On 16 July 2014 the German Institute for Quality and Efficiency in Health Care (IQWiG) published the results of a literature search for evidence-based clinical practice guidelines on the treatment of people with breast cancer. The aim of the report is to identify those recommendations from current guidelines of high methodological quality that may be relevant for the planned revision of the disease management programme (DMP). According to the results of the report, there is no compelling need for revision of any part of the DMP. However, IQWiG identified some aspects that could be supplemented and specified.

DMPs are revised regularly

After being commissioned by the Federal Joint Committee (G-BA), IQWiG systematically searched for new guidelines, assessed their methodological quality, and extracted relevant recommendations from these guidelines. In a next step these recommendations were compared with the specifications for the German DMP.

A need for revision may arise if new studies provide new evidence on a disease and its treatment.
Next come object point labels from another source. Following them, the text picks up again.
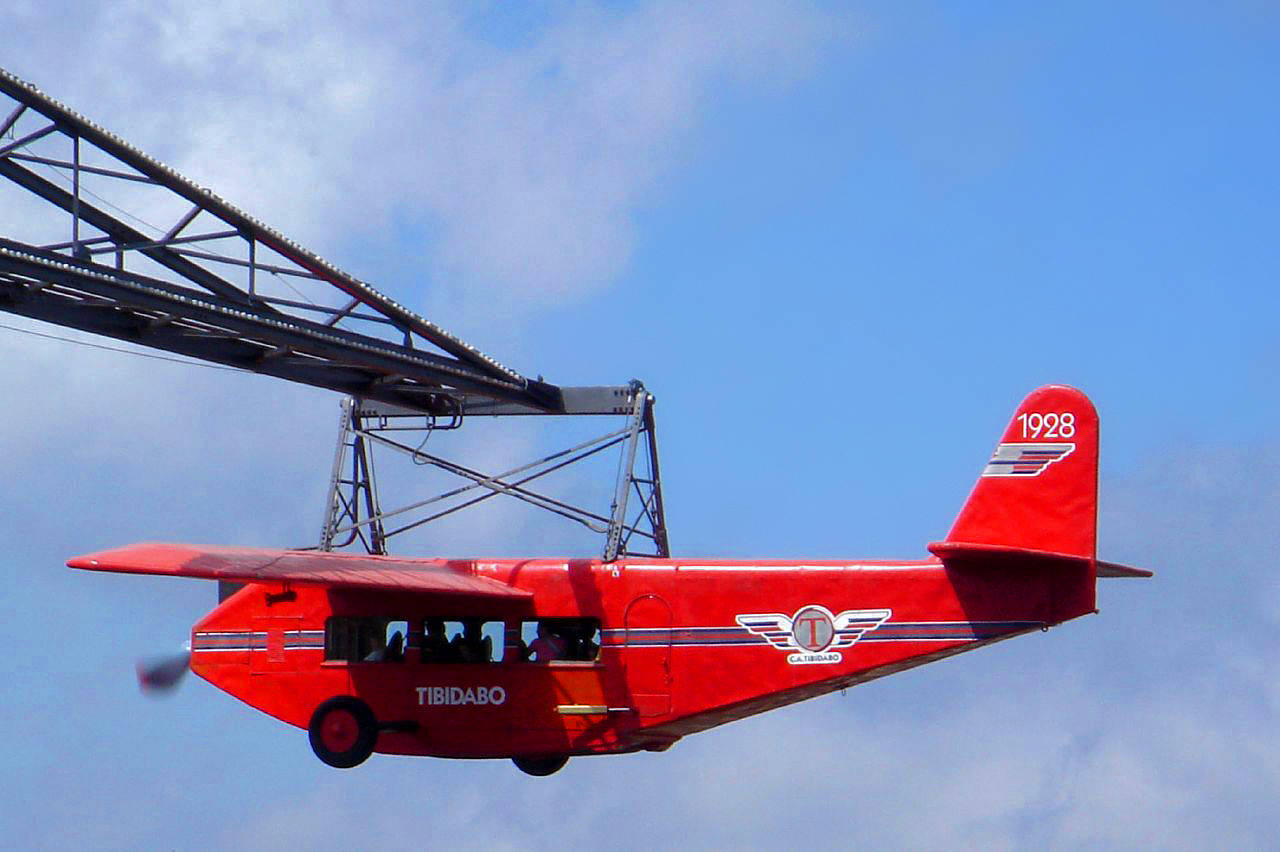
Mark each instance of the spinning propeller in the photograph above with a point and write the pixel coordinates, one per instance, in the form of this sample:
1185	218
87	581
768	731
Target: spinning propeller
161	674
It is therefore legally specified that a DMP must be revised at regular intervals. It is the Institute's responsibility to firstly identify differences between the guideline recommendations and the DMP. It is then the G-BA'sresponsibility to examine whether these differences should actually lead to a revision of the DMP.

26 relevant guidelines identified

IQWiG was able to include a total of 26 guidelines in its investigation. Six of these guidelines comprehensively address the care of patients with breast cancer. Seven guidelines exclusively deal with early breast cancer, four further guidelines with advanced breast cancer (stage IV). The remaining nine guidelines address specific aspects such as radiotherapy, breast reconstruction or adjuvant systematic treatment.

Supplementations desirable

As IQWiG determined, there are several health-care aspects for which the recommendations of the DMP should be revised. Among other aspects, this applies to diagnostics and measures in primary therapy: The guidelines address the performance of a magnetic resonance imaging (MRI) scan in specific therapeutic indications, explicitly advising against routine MRI scans. With regard to radiotherapy for breast cancer, the guidelines provide recommendations on hypofractionated radiotherapy an aspect currently not considered by the DMP.

Process of report production

IQWiG published the preliminary results in the form of the preliminary report in November 2013 and interested parties were invited to submit comments. At the end of the commenting procedure, the preliminary report was revised and sent as a final report to the commissioning agency in May 2014. The written comments submitted are published in a separate document at the same time as the final report. The report was produced in collaboration with external experts.